Example 2: Fernando Arrabal prefixes the main text with a “Note from the editor” in his novel The Enlightened Stone . The fictitious editor declares that the text is a found one. None of the sentences in the novel had been changed by him. With the editor's fiction, Arrabal creates the possibility of including evaluative comments on his own text in the text. Specifically: the fictional editor classifies the text as very unconventional and is surprised at the daring choice of words that he often finds in the text. This creates ironic effects.

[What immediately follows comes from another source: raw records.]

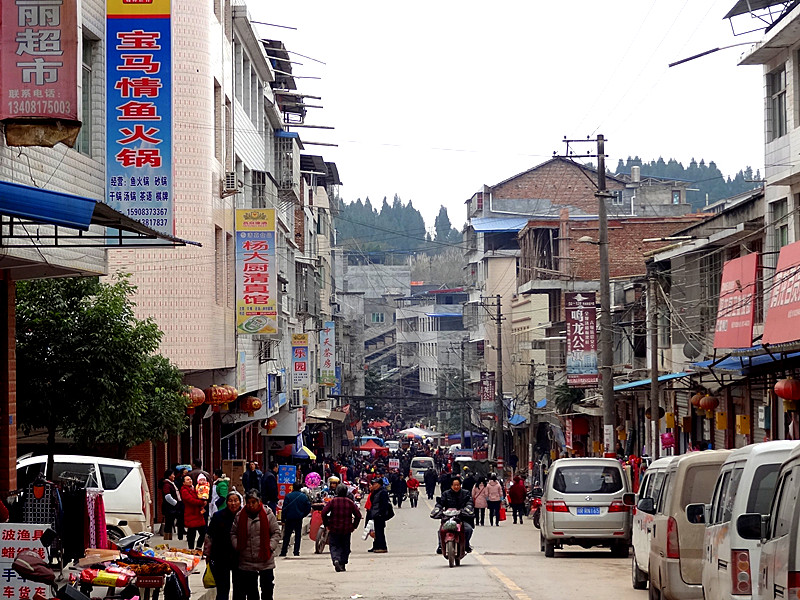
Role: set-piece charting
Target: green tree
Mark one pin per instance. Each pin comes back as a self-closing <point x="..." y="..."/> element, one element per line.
<point x="86" y="366"/>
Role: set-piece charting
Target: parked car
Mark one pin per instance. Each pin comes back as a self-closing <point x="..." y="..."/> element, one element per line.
<point x="676" y="545"/>
<point x="420" y="464"/>
<point x="583" y="506"/>
<point x="642" y="522"/>
<point x="779" y="534"/>
<point x="126" y="495"/>
<point x="746" y="484"/>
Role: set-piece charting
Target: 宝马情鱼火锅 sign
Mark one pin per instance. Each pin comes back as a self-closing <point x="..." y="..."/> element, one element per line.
<point x="256" y="301"/>
<point x="139" y="145"/>
<point x="581" y="315"/>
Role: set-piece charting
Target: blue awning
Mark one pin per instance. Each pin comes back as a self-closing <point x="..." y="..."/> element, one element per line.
<point x="643" y="382"/>
<point x="45" y="206"/>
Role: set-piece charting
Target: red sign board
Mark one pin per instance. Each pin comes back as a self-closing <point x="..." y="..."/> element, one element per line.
<point x="736" y="294"/>
<point x="783" y="313"/>
<point x="581" y="319"/>
<point x="39" y="64"/>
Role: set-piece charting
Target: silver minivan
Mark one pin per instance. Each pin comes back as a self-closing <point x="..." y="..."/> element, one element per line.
<point x="583" y="506"/>
<point x="746" y="484"/>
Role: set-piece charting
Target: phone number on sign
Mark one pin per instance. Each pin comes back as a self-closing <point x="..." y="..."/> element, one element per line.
<point x="147" y="212"/>
<point x="23" y="107"/>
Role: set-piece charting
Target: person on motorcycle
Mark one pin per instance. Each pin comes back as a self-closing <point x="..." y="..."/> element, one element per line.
<point x="459" y="499"/>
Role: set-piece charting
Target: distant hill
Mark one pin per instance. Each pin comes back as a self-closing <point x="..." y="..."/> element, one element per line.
<point x="706" y="178"/>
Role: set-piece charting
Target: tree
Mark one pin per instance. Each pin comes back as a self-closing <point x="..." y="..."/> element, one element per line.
<point x="86" y="366"/>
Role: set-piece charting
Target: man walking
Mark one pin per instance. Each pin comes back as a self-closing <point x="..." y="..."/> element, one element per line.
<point x="342" y="517"/>
<point x="380" y="511"/>
<point x="296" y="506"/>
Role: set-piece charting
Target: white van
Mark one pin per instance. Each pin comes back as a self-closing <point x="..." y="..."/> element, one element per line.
<point x="745" y="484"/>
<point x="779" y="534"/>
<point x="420" y="464"/>
<point x="126" y="495"/>
<point x="642" y="522"/>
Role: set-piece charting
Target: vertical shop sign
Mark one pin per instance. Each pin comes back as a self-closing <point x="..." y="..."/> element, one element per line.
<point x="581" y="339"/>
<point x="39" y="63"/>
<point x="737" y="291"/>
<point x="139" y="111"/>
<point x="256" y="300"/>
<point x="782" y="323"/>
<point x="487" y="394"/>
<point x="301" y="377"/>
<point x="327" y="352"/>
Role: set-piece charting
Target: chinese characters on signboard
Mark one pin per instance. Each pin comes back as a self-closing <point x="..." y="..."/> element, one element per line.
<point x="256" y="300"/>
<point x="581" y="339"/>
<point x="301" y="376"/>
<point x="327" y="352"/>
<point x="487" y="394"/>
<point x="736" y="294"/>
<point x="139" y="111"/>
<point x="39" y="68"/>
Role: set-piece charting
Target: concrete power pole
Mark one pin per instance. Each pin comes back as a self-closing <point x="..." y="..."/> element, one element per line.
<point x="605" y="336"/>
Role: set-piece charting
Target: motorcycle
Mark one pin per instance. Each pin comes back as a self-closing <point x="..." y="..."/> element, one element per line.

Example 3: In Italo Svevo's Zeno Cosini , a psychoanalyst acts as a fictional editor who, in revenge for an interrupted therapy, wants to expose his patient's diary entries to public scorn.

"The Fictional Editor"

Arata Takeda uses the term “fictional” editor to denote an editor who, despite his non-identity with the author, wants to be real in relation to his reader (e.g. the editor in Goethe's Werther or Lorenzo Alderani in Ugo Foscolos Jacopo Ortis ). Takeda thus distinguishes the fictional editor from both the “alleged” and the “fictitious” editor, as they are often undifferentiated in the research literature. The alleged or fictitious publisher literally represents the author who claims to be such (e.g. the “editor” in Samuel Richardson's Pamela or the “éditeur” in Rousseau's Nouvelle Héloïse ), while the fictitious publisher does not in reality, but only exists in the text (e.g. Richard Sympson in Jonathan Swift's Gulliver's Travels or the “rédacteur” in Choderlos de Laclos ' Liaisons dangereuses ). Takeda sees a gradual development from an authorial editor to a fictional editor character in the ever more refined and reflective development of the strategies of the fictional editor in the 18th century novel of letters.

literature

Remarks

  1. Arata Takeda: The Invention of the Other. On the genesis of the fictional editor in the 18th century epistolary novel. Würzburg: Königshausen & Neumann, 2008. P. 15 and passim.
  2. See e.g. B. Hans Rudolf Picard: The Illusion of Reality in the Epistle Novel of the Eighteenth Century. Heidelberg: Carl Winter, 1971. pp. 15-18.